Debt Management (Stafford Loans)

Among bachelor’s degree recipients with no further degree enrollment, 39 percent had taken out Stafford loans as undergraduates (table 14). Among this group, 12 percent had consolidated some or all of their loans (table 15). They may have chosen to take this step for convenience, to obtain a fixed interest rate, or to extend the payment period.3 Five percent of borrowers with no additional degree enrollment had ever taken a deferment because of a disability, volunteer service, or other approved reason (table 16);4 and 12 percent had ever been in forbearance due to financial hardship (table 17).

Ten percent of bachelor’s degree recipients with no further degree enrollment who took out Stafford loans as undergraduates had defaulted at least once—that is, did not make any payments for 9 months and had not been granted a deferment or forbearance (table 18). However, 45 percent of those who had defaulted later re-entered repayment. Graduates who defaulted had borrowed more, on average, than those who did not default ($10,000 vs. $7,600).

Large loans were associated with default: 20 percent of borrowers with $15,000 or more in Stafford loans defaulted at some point, compared with 7–8 percent of those who borrowed less than $10,000 (figure C). Those who started off with the highest salaries in 1994 were less likely than those with lower salary levels to have defaulted.

The percentage who defaulted was also related to deferment and forbearance: 21 percent of those who had ever deferred and 20 percent of those who had ever been in forbearance defaulted, compared with 9 percent of those who had not deferred and 8 percent who had not been in forbearance. Nevertheless, about 80 percent of those with deferments or periods of forbearance did not default.

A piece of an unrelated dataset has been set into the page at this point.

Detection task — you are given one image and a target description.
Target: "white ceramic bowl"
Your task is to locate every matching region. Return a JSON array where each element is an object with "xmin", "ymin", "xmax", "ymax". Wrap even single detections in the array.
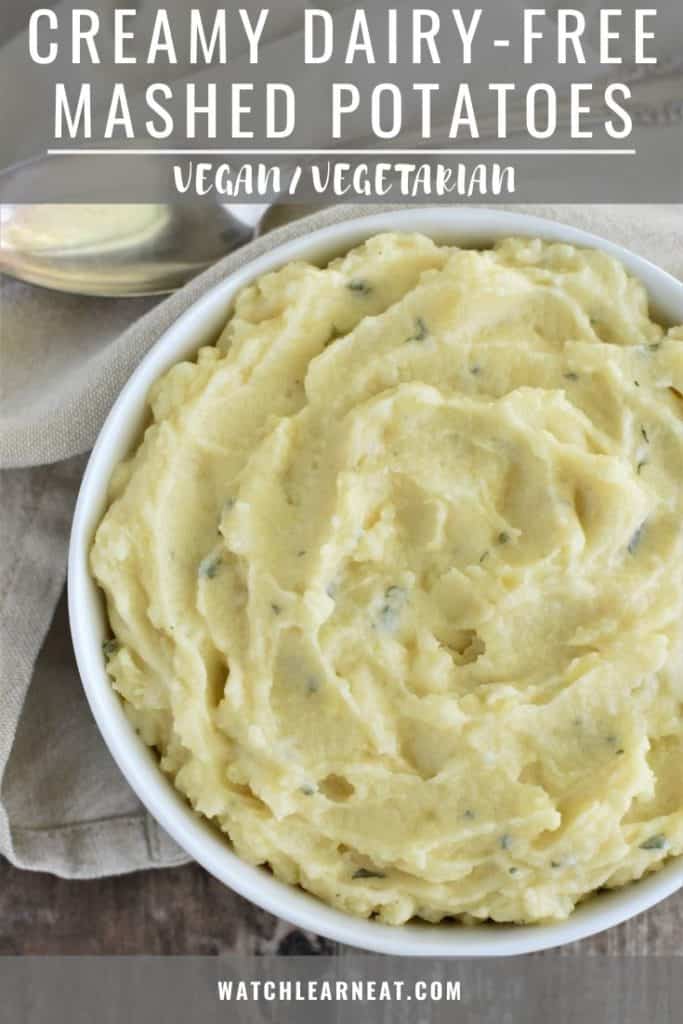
[{"xmin": 69, "ymin": 208, "xmax": 683, "ymax": 956}]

Note that the federal government calculates cohort default rates based on the percentage of borrowers who enter repayment on a federal student loan during a particular federal fiscal year and default by the end of the next fiscal year. For fiscal year (FY) 2002, the cohort default rates were 4.0 percent for students who attended public 4-year institutions and 3.1 percent for students who attended private not-for-profit 4-year institutions (U.S. Department of Education 2004a). One would expect the rate shown in this analysis (10 percent) to be higher because it covers a much longer time period.

On average, students did not have difficulty dealing with their debt right away. The average length of time between graduation and the first deferment, forbearance, or default was 4–5 years (tables 16, 17, and 18).


3 Extending the payment period reduces monthly payments but increases total interest charges.


4 The most common reason for a deferment is enrollment in graduate school, but this analysis group is limited to those who did not go on to graduate school.